O primeiro relato de uma viajante feminina data de 381 d.C., quando Egéria começou sua peregrinação pela Europa em direção a Jerusalém. A viagem, que em 2024 dura poucas horas de avião, levou anos.
Pouco se sabe sobre Egéria: sabemos que ela tinha algum poder e influência, uma vez que pôde se dar ao luxo de fazer a travessia, e que foi acompanhada por homens do clero durante todo o percurso.
Seu diário de viagem foi recuperado séculos depois, em 1884, após ser encontrado em um mosteiro beneditino. É considerado um importante documento histórico, que dá pistas sobre as diferenças na liturgia cristã de Jerusalém e da Europa ocidental num tempo em que a religião ainda estava se estabelecendo.
Mais de mil anos depois, é a vez de outra viajante, a nobre inglesa Hester Lucy Stanhope, chegar a Jerusalém. Viajando no início do século 19, de cabelo raspado, turbante e trajes masculinos, Hester representava “uma extraordinária subversão dos hábitos ocidentais”. Em suas perambulações, tornou-se conhecida como a “rainha Hester” em Palmira, cidade localizada em uma área que hoje pertence à Síria.
As histórias dessas personagens históricas, pouco conhecidas do público brasileiro, são contadas no livro “Mulheres Viajantes”, de Sónia Serrano, recém-lançado pela Tinta-da-China.
Serrano, que é portuguesa, afirma que começou a se interessar pelo tema em 2010, quando montava em Lisboa uma exposição da obra fotográfica da suíça Annemarie Schwarzenbach —a artista foi de carro de Genebra até Cabul, no Afeganistão, em 1939.
“Essa jovem suíça, morta aos 34 anos em plena Segunda Guerra Mundial, notoriamente desconhecida, tinha vindo a adquirir uma popularidade marginal e quase secreta no domínio da literatura de viagens”, escreve Serrano, que se descreve como uma “investigadora na área de literatura de viagem”, em seu preâmbulo à edição brasileira.
Na época, a portuguesa já acompanhava os relatos de grandes travessias, mas não tinha um interesse particular pelas viajantes femininas históricas —em parte por nem sequer ter ouvido os seus nomes.
“Mas como parte da exposição, fomos pesquisar o quão comum seria para uma mulher, nessa primeira metade do século 20, viajar sozinha ou até simplesmente viajar”, diz Serrano. “Então pus-me a investigar e pronto, encontrei um sem-número de mulheres viajantes como ela, que eu não conhecia.”
A curiosidade a levou a escrever o livro, publicado em Portugal pela primeira vez em 2014. Na obra, Serrano não apenas se debruça sobre as histórias particulares dessas personagens, como também discorre sobre os desafios e especificidades de ser uma mulher que viaja.
Um dos capítulos trata, por exemplo, de segurança.
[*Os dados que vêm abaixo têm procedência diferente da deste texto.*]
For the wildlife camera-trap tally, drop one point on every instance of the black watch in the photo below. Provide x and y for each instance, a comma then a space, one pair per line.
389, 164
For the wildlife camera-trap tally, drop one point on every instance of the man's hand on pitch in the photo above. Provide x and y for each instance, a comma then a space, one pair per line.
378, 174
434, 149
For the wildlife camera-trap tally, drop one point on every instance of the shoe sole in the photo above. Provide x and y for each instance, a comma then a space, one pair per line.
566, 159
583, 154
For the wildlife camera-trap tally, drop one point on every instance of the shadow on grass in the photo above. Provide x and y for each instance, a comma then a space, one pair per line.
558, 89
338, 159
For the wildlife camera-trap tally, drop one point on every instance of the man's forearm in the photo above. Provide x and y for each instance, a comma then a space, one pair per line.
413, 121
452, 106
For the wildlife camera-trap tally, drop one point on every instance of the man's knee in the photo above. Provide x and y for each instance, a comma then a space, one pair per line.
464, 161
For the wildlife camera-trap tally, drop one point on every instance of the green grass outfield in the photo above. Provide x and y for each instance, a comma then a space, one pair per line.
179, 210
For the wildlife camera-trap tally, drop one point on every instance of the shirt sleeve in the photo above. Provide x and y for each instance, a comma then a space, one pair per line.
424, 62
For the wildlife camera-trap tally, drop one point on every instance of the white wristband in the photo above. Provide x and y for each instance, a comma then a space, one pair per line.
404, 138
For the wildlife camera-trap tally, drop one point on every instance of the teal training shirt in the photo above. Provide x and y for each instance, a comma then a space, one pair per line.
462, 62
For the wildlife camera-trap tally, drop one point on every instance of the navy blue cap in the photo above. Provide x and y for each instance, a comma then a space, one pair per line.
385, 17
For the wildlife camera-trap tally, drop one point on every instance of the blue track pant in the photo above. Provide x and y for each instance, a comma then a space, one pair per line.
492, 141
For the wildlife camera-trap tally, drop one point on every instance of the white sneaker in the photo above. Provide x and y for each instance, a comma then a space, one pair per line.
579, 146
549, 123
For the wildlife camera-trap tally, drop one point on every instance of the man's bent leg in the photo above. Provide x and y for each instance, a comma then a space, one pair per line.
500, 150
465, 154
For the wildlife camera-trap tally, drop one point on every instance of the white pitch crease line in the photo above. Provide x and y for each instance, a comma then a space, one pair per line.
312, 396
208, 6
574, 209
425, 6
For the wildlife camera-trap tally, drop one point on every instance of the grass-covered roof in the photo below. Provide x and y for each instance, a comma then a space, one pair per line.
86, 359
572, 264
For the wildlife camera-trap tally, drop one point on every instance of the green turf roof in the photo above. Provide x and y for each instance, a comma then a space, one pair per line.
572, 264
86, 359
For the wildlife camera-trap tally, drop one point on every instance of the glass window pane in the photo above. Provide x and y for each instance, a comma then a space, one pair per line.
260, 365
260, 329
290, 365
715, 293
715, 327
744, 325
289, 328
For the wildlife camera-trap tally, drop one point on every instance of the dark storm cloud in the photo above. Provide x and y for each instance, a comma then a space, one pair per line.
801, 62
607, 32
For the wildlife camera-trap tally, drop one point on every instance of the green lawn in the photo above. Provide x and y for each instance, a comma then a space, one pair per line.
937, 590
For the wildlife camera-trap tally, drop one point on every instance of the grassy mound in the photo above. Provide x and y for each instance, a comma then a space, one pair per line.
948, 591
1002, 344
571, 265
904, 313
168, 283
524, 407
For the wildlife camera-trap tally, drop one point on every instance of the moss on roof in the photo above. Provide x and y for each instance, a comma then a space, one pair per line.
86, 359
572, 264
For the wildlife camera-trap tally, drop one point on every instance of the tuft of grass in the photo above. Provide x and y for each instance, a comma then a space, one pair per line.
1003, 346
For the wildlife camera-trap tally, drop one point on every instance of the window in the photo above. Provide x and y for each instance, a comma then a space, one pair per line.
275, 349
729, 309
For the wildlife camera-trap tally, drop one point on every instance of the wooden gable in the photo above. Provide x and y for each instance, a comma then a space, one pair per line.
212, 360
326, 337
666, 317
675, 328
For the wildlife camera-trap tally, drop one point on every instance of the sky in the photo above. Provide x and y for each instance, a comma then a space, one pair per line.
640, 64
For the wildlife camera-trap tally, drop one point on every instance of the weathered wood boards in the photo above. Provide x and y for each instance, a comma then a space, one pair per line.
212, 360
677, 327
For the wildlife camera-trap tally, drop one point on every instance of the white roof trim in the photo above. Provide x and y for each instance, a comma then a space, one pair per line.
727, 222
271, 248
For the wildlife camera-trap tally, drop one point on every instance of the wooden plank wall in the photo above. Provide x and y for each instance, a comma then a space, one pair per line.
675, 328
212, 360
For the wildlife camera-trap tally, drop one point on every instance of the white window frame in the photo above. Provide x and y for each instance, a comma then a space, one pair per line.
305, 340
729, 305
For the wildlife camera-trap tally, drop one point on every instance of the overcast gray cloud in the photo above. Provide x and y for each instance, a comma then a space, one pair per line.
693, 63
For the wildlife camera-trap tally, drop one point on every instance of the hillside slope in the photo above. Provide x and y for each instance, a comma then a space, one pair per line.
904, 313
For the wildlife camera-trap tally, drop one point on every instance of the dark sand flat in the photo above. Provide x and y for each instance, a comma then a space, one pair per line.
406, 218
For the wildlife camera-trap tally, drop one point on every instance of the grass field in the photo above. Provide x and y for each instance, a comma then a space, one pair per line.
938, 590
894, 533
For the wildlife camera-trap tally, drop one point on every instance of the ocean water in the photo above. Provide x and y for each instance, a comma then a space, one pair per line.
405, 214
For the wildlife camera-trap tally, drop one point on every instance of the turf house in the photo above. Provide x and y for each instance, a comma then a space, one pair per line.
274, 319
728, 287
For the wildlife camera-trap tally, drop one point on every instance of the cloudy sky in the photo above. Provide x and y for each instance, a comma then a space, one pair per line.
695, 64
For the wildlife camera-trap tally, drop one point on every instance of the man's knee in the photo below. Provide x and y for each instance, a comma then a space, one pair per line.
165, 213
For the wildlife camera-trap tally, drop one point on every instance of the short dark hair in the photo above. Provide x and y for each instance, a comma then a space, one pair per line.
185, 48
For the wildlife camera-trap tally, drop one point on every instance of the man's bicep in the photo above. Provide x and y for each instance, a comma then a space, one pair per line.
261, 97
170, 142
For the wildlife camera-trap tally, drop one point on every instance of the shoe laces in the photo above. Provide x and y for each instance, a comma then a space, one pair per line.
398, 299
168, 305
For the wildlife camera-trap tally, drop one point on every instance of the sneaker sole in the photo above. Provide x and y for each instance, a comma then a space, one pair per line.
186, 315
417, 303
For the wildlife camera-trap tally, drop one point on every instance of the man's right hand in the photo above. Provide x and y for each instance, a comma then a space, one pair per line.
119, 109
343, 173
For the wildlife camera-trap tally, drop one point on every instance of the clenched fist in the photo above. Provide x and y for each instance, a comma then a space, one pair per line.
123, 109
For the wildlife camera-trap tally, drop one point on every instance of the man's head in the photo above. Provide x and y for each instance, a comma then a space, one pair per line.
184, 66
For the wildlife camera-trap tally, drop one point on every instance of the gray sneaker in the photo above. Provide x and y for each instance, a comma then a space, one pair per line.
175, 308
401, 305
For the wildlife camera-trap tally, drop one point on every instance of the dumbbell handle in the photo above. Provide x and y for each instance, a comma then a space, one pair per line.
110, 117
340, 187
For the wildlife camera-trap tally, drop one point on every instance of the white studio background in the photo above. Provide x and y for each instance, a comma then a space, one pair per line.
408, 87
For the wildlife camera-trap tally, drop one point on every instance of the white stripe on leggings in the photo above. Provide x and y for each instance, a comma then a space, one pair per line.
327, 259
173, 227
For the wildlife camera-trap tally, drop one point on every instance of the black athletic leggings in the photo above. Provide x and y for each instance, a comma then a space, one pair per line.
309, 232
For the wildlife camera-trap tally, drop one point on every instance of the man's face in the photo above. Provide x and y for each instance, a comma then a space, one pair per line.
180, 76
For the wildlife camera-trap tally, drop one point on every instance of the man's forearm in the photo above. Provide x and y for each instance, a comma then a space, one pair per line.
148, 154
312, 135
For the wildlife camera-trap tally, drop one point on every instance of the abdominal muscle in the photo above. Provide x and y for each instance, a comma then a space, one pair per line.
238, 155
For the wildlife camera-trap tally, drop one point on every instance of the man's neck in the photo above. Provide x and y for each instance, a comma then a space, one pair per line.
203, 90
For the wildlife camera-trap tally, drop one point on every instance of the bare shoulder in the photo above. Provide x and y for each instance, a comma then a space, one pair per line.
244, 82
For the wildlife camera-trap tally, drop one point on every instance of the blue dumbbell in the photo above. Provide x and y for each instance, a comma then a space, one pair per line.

A autora diz se impressionar com o fato de que alguns perigos relatados séculos atrás permanecem no caminho das mulheres viajantes.
“Eu acho que ainda hoje há certa perplexidade ao se ver uma mulher viajar sozinha, parece que há ousadia em fazer isso porque acham que continua a ser uma atividade perigosa. E não deveria ser, não é?”, diz a escritora.
Ela relembra o caso das argentinas Maria José Coni, 22, e Marina Menegazzo, 21, mortas no Equador em 2016 enquanto realizavam um mochilão pela América do Sul.
“Falou-se muito do fato de elas terem ido viajar sozinhas, de como é que elas tinham ido para aqueles lugares. É horrível, é indecente, e coloca o peso todo na vítima”, diz Serrano. “Quando acontece alguma coisa com o homem, nunca vi essa fala de ‘mas ele estava viajando sozinho’.”
A edição brasileira do “Mulheres Viajantes” traz ainda a história da velejadora Tamara Klink, que aos 24 anos cruzou o Atlântico sozinha. Aos 27, tornou-se a primeira mulher a passar sozinha pela “invernagem” de três meses no Ártico.
“Eu acho que ela é muito interessante. E tão jovem, não é? Já com uma vida de viajante tão intensa”, diz Serrano.
Um dos pontos mais curiosos das mulheres viajantes de Serrano é que elas não se encaixam necessariamente no rótulo de “mulheres à frente de seu tempo”. Muitas são, justamente, membros de classes privilegiadas, às vezes até aristocratas —o que as permitia viajar—, e não tinham posições feministas ou progressistas.
A inglesa Gertrude Bell, por exemplo, foi uma figura proeminente do movimento antissufragista. Mesmo Lady Hester Stanhope, a “rainha de Palmira” que desafiava os costumes da época com o cabelo raspado e montando a cavalos “como um homem” —isto é, com uma perna de cada lado da sela— ficou conhecida por nutrir profundo desdém por outras mulheres, que considerava fúteis.
“Tem o mais elevado desprezo pelo seu sexo, pelo menos naquela parte em que este se entretém com nada mais que visitas, capas e gorros e todos esses objetos frívolos”, escreveu um companheiro de viagem sobre ela em 1810.
“Quando comecei a investigar, pensei ‘elas são todas aventureiras’, achava que elas teriam todas mais ou menos as mesmas características, e não têm, obviamente. São pessoas individuais, com seus anseios, seus desejos, seus medos, seus preconceitos,” conclui Serrano.
O lançamento da edição brasileira acontece nesta quinta-feira (13), em São Paulo, na Livraria da Tarde, com a presença das escritoras Gaía Passarelli e Paula Carvalho.